Sağlık Bakanlığı Yönetim Hizmetleri Genel Müdürlüğü tarafından 29 Aralık 2022 günü yayımlanan 2022/9 sayılı genelge ile 4924 sayılı yasa uyarınca çalışacak sözleşmeli personele ilişkin düzenleme yapılmıştır. Genelge ile 2018/9 sayılı genelge de yürürlükten kaldırılmıştır.

Sözleşmeli çalışmaya ilişkin düzenlemelerin de bulunduğu 7411 sayılı Sağlıkla İlgili Bazı Kanunlarda ve 375 Sayılı Kanun Hükmünde Kararnamede Değişiklik Yapılmasına Dair Kanun, 23 Haziran 2022 günlü Resmî Gazete’de yayımlanarak yürürlüğe girmiştir. Yasayla 4924 sayılı yasadaki 22 bin olan sözleşmeli pozisyon sayısı 27 bin olarak değiştirilmiştir. Aynı yasayla 3359 sayılı yasanın ek-3. maddesindeki “veya ilgililerin talebi halinde 10.7.2003 tarihli ve 4924 sayılı kanuna tâbi sözleşmeli sağlık personeli” ibaresi madde metninden çıkarılmış ve fıkraya “Devlet hizmeti yükümlülüğünü yapmakta olan personel, bulundukları ilde 10/7/2003 tarihli ve 4924 sayılı Eleman Temininde Güçlük Çekilen Yerlerde Sözleşmeli Sağlık Personeli Çalıştırılması ile Bazı Kanun ve Kanun Hükmünde Kararnamelerde Değişiklik Yapılması Hakkında Kanuna tabi sözleşmeli sağlık personeli olarak çalışabilir” cümlesi eklenmiştir. Böylelikle devlet hizmeti yükümlüsü olan hekimler yönünden “talepleri halinde” sözleşmeli olarak çalışabilmeleri olanağı, idarenin takdiri olması halinde sözleşmeli çalışabilecekleri yolunda değiştirilmiştir.

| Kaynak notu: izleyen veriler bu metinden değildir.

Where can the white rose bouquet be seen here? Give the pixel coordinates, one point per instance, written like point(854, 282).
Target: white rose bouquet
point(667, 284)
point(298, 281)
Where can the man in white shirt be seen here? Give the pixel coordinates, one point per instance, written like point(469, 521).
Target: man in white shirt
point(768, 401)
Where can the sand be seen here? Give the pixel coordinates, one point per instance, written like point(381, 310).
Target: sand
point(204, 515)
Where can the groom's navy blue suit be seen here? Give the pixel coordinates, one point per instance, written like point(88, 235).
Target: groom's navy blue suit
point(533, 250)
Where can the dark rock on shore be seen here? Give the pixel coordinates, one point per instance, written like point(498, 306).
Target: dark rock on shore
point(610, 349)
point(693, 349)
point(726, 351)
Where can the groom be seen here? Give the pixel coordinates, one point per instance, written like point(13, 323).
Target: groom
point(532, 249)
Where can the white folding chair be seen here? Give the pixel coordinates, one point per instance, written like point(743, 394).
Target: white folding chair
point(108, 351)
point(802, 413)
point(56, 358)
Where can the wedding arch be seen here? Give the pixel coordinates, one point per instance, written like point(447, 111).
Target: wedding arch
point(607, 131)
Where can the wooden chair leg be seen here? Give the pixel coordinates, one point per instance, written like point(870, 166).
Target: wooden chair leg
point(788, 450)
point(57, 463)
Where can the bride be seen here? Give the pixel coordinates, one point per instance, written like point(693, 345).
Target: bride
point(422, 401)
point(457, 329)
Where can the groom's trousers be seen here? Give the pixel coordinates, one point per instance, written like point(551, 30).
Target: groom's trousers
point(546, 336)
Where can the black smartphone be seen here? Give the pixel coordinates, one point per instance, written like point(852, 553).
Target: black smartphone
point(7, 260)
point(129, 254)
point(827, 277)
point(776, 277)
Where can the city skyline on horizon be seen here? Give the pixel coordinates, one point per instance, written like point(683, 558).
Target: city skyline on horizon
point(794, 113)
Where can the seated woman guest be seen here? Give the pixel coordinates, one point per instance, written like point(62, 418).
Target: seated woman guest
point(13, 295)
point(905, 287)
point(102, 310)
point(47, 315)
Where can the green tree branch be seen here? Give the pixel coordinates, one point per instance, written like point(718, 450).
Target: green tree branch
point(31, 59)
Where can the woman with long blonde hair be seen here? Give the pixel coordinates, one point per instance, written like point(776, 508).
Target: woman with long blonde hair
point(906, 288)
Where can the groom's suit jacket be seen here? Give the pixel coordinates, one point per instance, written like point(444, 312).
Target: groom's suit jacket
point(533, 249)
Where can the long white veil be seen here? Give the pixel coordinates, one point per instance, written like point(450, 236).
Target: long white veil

Sağlık Bakanlığı tarafından geçtiğimiz aylarda hekimlere müjde olarak açıklanan, 27 bin sözleşmeli kadro haberi, açılan kadroların sayı, dağılımı ve kriterleri ile boşa düşmüştür. 2022/9 sayılı genelgede yasal değişikliklere paralel olarak sözleşmeli pozisyonlara öncelikle mecburi hizmetini yapan hekimlerin yerleştirilmesine dair hükümler kaldırılmıştır. Kadroların özellikle büyükşehir merkezlerine verilmemesi gözümüze çarpan önemli ayrıntılardan biridir. Ayrıca ilçelere ayrılan kadroların, ilçelerin var olan hekim kadrosundan daha fazla olduğunu görmekteyiz. Pratisyen hekim kadrolarına ise son derece az yer verilmiştir. Yeni genelge ile daha öncedeki yıllarda sözleşmeli olan pek çok hekim bu kadrosunu kaybedecek olup bu durum ilgili hekimlerin gelirinde azalmaya neden olacaktır.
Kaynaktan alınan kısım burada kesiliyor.